Skype, YouTube & H.264/MPEG-4 AVC
-The fourth module “Skype, YouTube & H.264/MPEG-4 AVC” focuses on the two most famous video service types that exist in the World. Skype is the most widely used video conferencing and VoIP (Voice over IP) application service in the World, which is now included in various Microsoft products, making video and voice communications possible from practically anywhere an Internet connection is available. YouTube is the World’s most widely used video service application service. The lectures cover the history of Skype and YouTube and also the evolution of their video and audio codec technologies.

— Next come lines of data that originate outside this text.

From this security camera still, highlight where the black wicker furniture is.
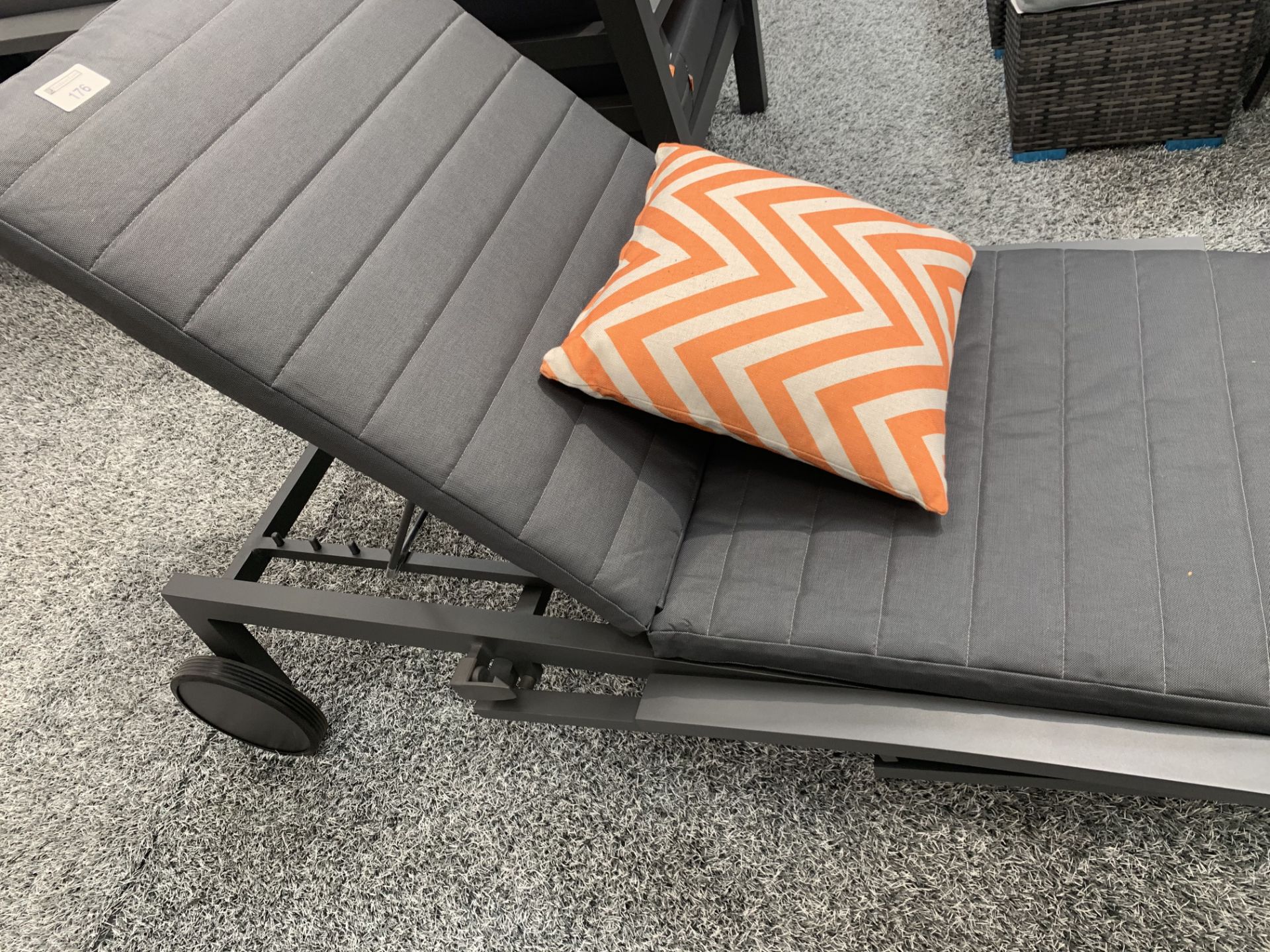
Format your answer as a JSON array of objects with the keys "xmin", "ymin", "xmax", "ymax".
[
  {"xmin": 1005, "ymin": 0, "xmax": 1257, "ymax": 161},
  {"xmin": 988, "ymin": 0, "xmax": 1006, "ymax": 60}
]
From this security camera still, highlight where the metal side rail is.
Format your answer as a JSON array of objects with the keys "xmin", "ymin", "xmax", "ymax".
[{"xmin": 476, "ymin": 674, "xmax": 1270, "ymax": 806}]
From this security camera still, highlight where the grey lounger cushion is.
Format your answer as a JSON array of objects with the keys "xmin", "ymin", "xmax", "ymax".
[
  {"xmin": 0, "ymin": 0, "xmax": 1270, "ymax": 733},
  {"xmin": 652, "ymin": 249, "xmax": 1270, "ymax": 733},
  {"xmin": 0, "ymin": 0, "xmax": 704, "ymax": 642}
]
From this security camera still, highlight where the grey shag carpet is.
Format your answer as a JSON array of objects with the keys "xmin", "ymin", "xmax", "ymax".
[{"xmin": 0, "ymin": 0, "xmax": 1270, "ymax": 952}]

In addition, the lecture covers the details of the state-of-the-art H.264/MPEG-4 AVC video media technology that is currently used by Skype and YouTube.
Video Streaming & MPEG-DASH
-The fifth module “Video Streaming & MPEG-DASH” focuses on advanced video streaming techniques and details on MPEG-DASH (Moving Picture Experts Group - Dynamic Adaptive Streaming over HTTP) technology. First, the differences in Push vs. Pull based media streaming is covered along with the operation process of Pull based adaptive media streaming. Second, the types of video frames along with the structure of the fragmented MP4 file and GOP (Group of Pictures) are studied. Third, HTTP (Hypertext Transfer Protocol) versions 1.0~2 and the DASH scheme is explained followed by examples of the YouTube MPEG-DASH progressive downloading process. Fourth, the standardization of ISO/IEC 23009-1 based MPEG-DASH specifications and the operation process of MPEG-DASH MDP (Multimedia Presentation Description) hierarchical data and MPD decoding & playing methods are covered.
CDN Video Streaming Technology
-The sixth module “CDN Video Streaming Technology” focuses on the necessity and operations of advanced video service CDN (Content Delivery Network) technologies. First, the CDN structure and the operation process of CDN hierarchical content delivery is covered. Second, the CDN market value, market size, service providers, and the role of the Telcos, CDN providers, operators, and market regions are studied. Third, details on CDN cooperative caching and content routing, Query based scheme, Digest based scheme, Directory based scheme, Hashing based scheme, and the Semi-hashing based scheme are covered. Fourth, content aging and updating operations along with CDN popularity prediction and contents update techniques (with operational examples of the LRU (Least Recently Used) and LFU (Least Frequently Used) strategies) are covered in the lectures. In addition, the differences in CDN vs. Mobile CDN technology are discussed.
AR Smartphone Project
-The seventh module “AR Smartphone Project” focuses on two AR smartphone projects using the IKEA Catalog and Google Translate applications. First the operation features of the IKEA Catalog and Google Translate AR applications are studies in the project. Second the limitations of the operation process of these AR applications are tested to recognize how the brightness levels, shined light angles, shape and size of the area and object, distance, font and texture types, and language translations types can influence the accuracy of the AR operations.